On Behalf of | Apr 28, 2023 | Criminal Defense |

If you are pulled over for DUI, you may want to be sure the police had a legal basis for their action. After all, the 4th Amendment protects you from unlawful arrest on flimsy grounds. In other words, law enforcement must satisfy the legal standard of reasonable suspicion to initiate the stop. And even after the stop, they must have probable cause to arrest you. 

If the police stop, investigate and arrest you without probable cause, you may cite this as a defence during your DUI trial. So what is probable cause and how is it established in a DUI case?

Understanding reasonable suspicion

Basically, reasonable suspicion is used to determine law enforcement’s decision to perform a search. In the context of drunk driving, the police must be reasonably suspicious that you are intoxicated based on your driving behaviour. This can include erratic driving, ignoring basic traffic signals, hugging the centreline or driving with your lights off at night. 

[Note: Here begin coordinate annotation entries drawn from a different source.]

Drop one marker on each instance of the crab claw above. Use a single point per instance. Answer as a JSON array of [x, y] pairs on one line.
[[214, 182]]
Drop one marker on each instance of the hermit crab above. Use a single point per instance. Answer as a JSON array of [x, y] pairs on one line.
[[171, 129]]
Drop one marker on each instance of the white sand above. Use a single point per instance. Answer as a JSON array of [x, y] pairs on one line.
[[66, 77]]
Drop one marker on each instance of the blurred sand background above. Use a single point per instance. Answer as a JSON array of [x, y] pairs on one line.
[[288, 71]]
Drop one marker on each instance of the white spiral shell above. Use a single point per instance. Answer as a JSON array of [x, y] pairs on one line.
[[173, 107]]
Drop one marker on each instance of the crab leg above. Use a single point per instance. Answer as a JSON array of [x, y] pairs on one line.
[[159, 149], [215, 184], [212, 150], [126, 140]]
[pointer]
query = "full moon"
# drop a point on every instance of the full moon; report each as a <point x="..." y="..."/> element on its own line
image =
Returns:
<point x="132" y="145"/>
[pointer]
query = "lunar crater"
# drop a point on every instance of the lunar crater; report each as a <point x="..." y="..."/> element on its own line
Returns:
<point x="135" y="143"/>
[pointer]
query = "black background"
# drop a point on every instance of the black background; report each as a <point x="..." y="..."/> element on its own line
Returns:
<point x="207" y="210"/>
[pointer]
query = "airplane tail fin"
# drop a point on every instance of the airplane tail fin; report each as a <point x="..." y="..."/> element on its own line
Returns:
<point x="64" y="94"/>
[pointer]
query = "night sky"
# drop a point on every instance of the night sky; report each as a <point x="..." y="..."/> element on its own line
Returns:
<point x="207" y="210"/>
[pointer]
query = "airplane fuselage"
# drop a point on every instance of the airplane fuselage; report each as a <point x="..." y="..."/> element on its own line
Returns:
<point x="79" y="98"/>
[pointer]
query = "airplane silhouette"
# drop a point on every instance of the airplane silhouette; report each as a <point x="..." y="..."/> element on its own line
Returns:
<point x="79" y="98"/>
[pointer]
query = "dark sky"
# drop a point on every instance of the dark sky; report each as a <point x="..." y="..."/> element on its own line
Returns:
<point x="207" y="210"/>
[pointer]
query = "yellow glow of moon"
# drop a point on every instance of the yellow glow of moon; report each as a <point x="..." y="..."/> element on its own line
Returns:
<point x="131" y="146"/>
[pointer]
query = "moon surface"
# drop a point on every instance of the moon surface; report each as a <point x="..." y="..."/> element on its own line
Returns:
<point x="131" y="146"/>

Based on your driving behaviour, law enforcement may pull you over. However, they cannot arrest you unless they obtain further evidence that you are drunk behind the wheel. And this is where probable cause comes in.

So what leads to probable cause?

Before the police can arrest you for drunk driving, they must have probable cause to do so per the provisions of the Fourth Amendment. Probable cause means that law enforcement not only has a suspicion that you have or are committing a crime, but that they also have actual knowledge that you have committed the crime or that you are in the process of doing so. 

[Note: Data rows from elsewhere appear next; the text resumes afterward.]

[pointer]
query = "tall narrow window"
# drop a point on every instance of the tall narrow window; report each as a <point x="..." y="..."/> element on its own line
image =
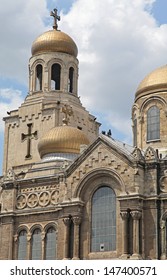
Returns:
<point x="153" y="123"/>
<point x="71" y="240"/>
<point x="103" y="220"/>
<point x="22" y="245"/>
<point x="38" y="82"/>
<point x="135" y="132"/>
<point x="55" y="76"/>
<point x="70" y="79"/>
<point x="51" y="244"/>
<point x="36" y="245"/>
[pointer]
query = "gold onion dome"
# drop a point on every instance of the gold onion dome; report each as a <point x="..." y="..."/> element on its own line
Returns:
<point x="62" y="139"/>
<point x="54" y="41"/>
<point x="156" y="80"/>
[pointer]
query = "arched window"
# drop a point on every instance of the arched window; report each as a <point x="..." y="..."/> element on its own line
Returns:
<point x="50" y="244"/>
<point x="153" y="123"/>
<point x="70" y="79"/>
<point x="36" y="245"/>
<point x="38" y="82"/>
<point x="103" y="220"/>
<point x="22" y="245"/>
<point x="55" y="76"/>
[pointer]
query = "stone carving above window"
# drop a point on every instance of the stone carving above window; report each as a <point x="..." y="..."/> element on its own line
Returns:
<point x="163" y="183"/>
<point x="37" y="198"/>
<point x="150" y="154"/>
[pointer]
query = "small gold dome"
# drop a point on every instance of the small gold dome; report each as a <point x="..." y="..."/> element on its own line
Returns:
<point x="62" y="139"/>
<point x="157" y="79"/>
<point x="54" y="41"/>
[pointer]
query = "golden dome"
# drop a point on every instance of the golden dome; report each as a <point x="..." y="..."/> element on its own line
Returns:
<point x="62" y="139"/>
<point x="54" y="41"/>
<point x="157" y="79"/>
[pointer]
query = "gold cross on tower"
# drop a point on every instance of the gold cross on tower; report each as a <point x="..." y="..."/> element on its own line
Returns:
<point x="56" y="18"/>
<point x="29" y="136"/>
<point x="67" y="110"/>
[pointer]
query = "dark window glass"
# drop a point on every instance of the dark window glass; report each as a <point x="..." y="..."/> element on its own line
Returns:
<point x="55" y="76"/>
<point x="38" y="84"/>
<point x="36" y="245"/>
<point x="103" y="220"/>
<point x="135" y="132"/>
<point x="22" y="245"/>
<point x="153" y="123"/>
<point x="70" y="79"/>
<point x="51" y="244"/>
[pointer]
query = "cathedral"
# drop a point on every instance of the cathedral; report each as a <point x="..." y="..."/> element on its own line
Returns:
<point x="68" y="192"/>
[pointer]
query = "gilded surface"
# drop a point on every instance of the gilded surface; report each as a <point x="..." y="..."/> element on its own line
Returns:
<point x="62" y="139"/>
<point x="54" y="41"/>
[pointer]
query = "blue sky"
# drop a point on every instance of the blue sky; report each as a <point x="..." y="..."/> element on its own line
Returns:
<point x="119" y="42"/>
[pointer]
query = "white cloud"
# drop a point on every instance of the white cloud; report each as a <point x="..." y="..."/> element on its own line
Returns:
<point x="20" y="23"/>
<point x="119" y="43"/>
<point x="10" y="99"/>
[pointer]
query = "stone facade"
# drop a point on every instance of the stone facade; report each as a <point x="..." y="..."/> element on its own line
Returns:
<point x="40" y="196"/>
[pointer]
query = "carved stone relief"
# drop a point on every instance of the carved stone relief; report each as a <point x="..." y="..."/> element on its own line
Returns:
<point x="37" y="197"/>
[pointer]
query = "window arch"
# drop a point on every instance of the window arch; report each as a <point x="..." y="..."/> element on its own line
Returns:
<point x="22" y="245"/>
<point x="71" y="79"/>
<point x="55" y="76"/>
<point x="51" y="244"/>
<point x="103" y="220"/>
<point x="36" y="245"/>
<point x="153" y="123"/>
<point x="38" y="76"/>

In the context of drunk driving, the police will have probable cause that you are drunk driving if, upon the stop, you fail the breathalyser test. And if you refuse to take the chemical test, the police can still rely on your driving pattern, odour or presence of alcohol in the car and slurred speech to establish probable cause. 

Protecting your rights

Being charged with drunk driving is a big deal. Learning more about your constitutional rights can help you build a strong defense should you be charged with drunk driving.